Die Lage in den Pflegeeinrichtungen ist momentan nicht einfach für die Bewohner (von den Mitarbeitern will ich gar nicht erst sprechen). Natürlich sehen alle die Nachrichten und wissen von den drastischen Einschränkungen; am meisten spüren sie es aber durch das Zutrittsverbot für Externe. Keine Angehörigen und Freunde mehr zu Besuch, keine Physiotherapeuten, keine Fußpflege, keine Friseurin, keine Auftritte von Musik- oder Tanzgruppen, kein Hospizdienst, keine Betreuer, keine Ehrenamtlichen.
Die Orientierten unter den Bewohnern fügen sich in die Situation; von manch einem hört man „Da haben wir schon schlimmere Zeiten mitgemacht!“ und Ähnliches. Mal sehen, wie das in ein paar Wochen sein wird.
Für die Dementen ist die Lage schwieriger. Sie verstehen nicht (oder kaum), warum jetzt plötzlich keiner mehr kommt. Dabei brauchen gerade die dementen Bewohner das am meisten.
Da eine meine wenigen Gaben in diesem Leben neben einem ausgeprägten sozialen Hau darin besteht, kleine Kritzeleien anzufertigen, nutze ich diese bei fast jedem Angebot, das ich im Rahmen des Sozialen Dienstes der Einrichtung durchzuführen habe. In Zeitungsrunden oder sonstigen Gruppenangeboten für die Orientierteren unter meinen Leuten ist das Coronavirus-Thema natürlich unvermeidlich. Hier wird nicht in die Tiefe gegangen, sondern einfach und anschaulich informiert, was die Maßnahmen der Regierung bedeuten (Bild 1).

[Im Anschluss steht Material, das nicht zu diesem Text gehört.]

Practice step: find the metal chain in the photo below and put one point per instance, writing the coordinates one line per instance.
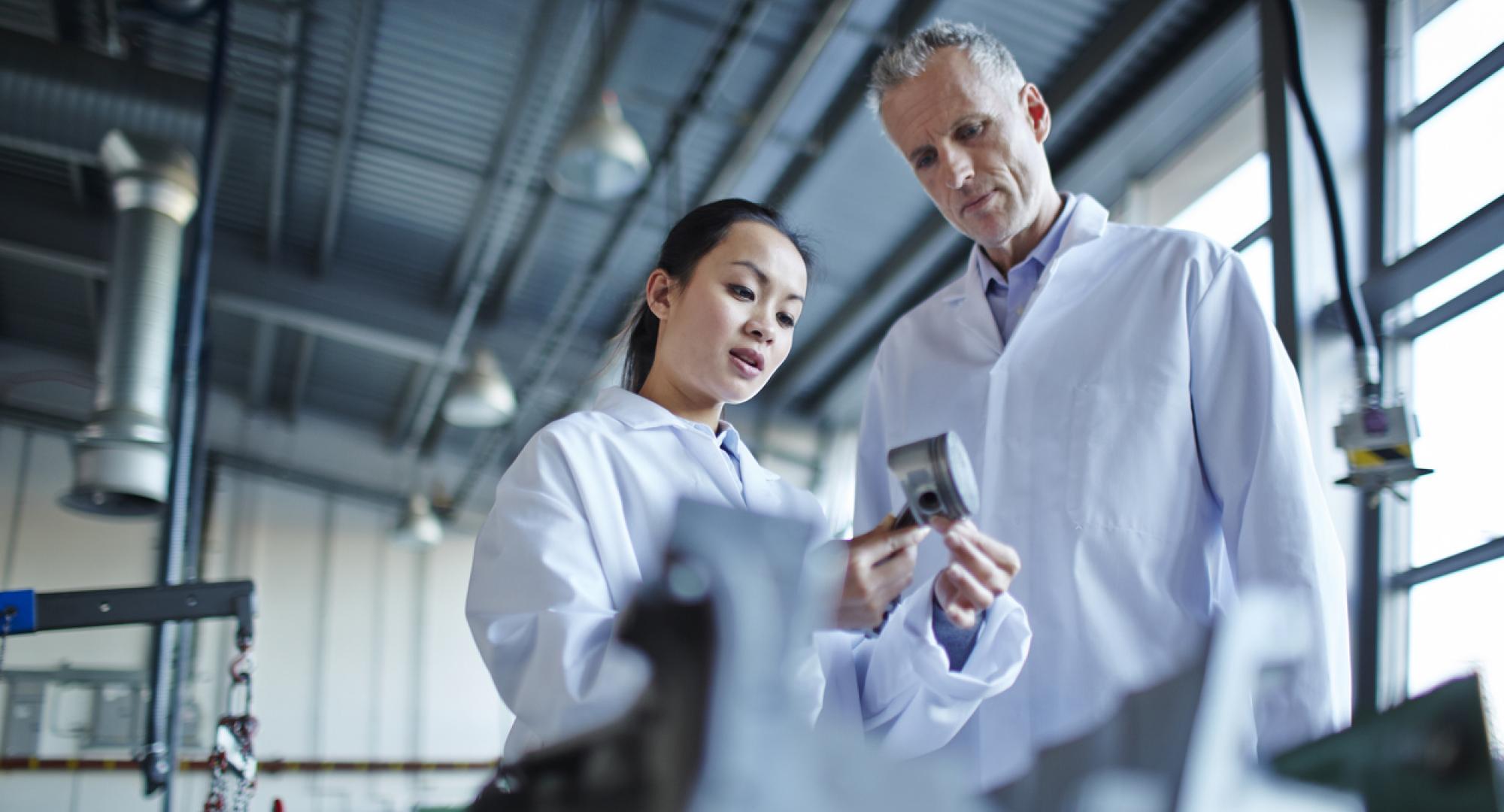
(241, 727)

Anders in der „Tagesgruppe Demenz“. Die neun leicht und mittelschwer demenzkranken Menschen hier können mit faktischen Informationen zu aktuellen Entwicklungen wenig anfangen. Am besten kommen Geschichten und Lieder an, und zumindest für die Zeit unseres Zusammenseins von Morgens bis Mittags will ich meiner Truppe gar nicht erst mit den Schauergeschichten der pandemischen Realität außerhalb der Einrichtungsmauern kommen.
Wir beschließen nach dem Frühstück, auf den Tischen Papier auszurollen und ein gemeinschaftliches Frühlingsbild zu malen. Von acht anwesenden Gruppenteilnehmern machen sieben auch mehr oder weniger engagiert mit, manche mit erkennbaren Abbildungen von Dingen wie Blumen, Bergen, Wolken, Sonne usw.., für andere ist alleine die Handhabung eines Stiftes schon Herausforderung und Leistung zugleich.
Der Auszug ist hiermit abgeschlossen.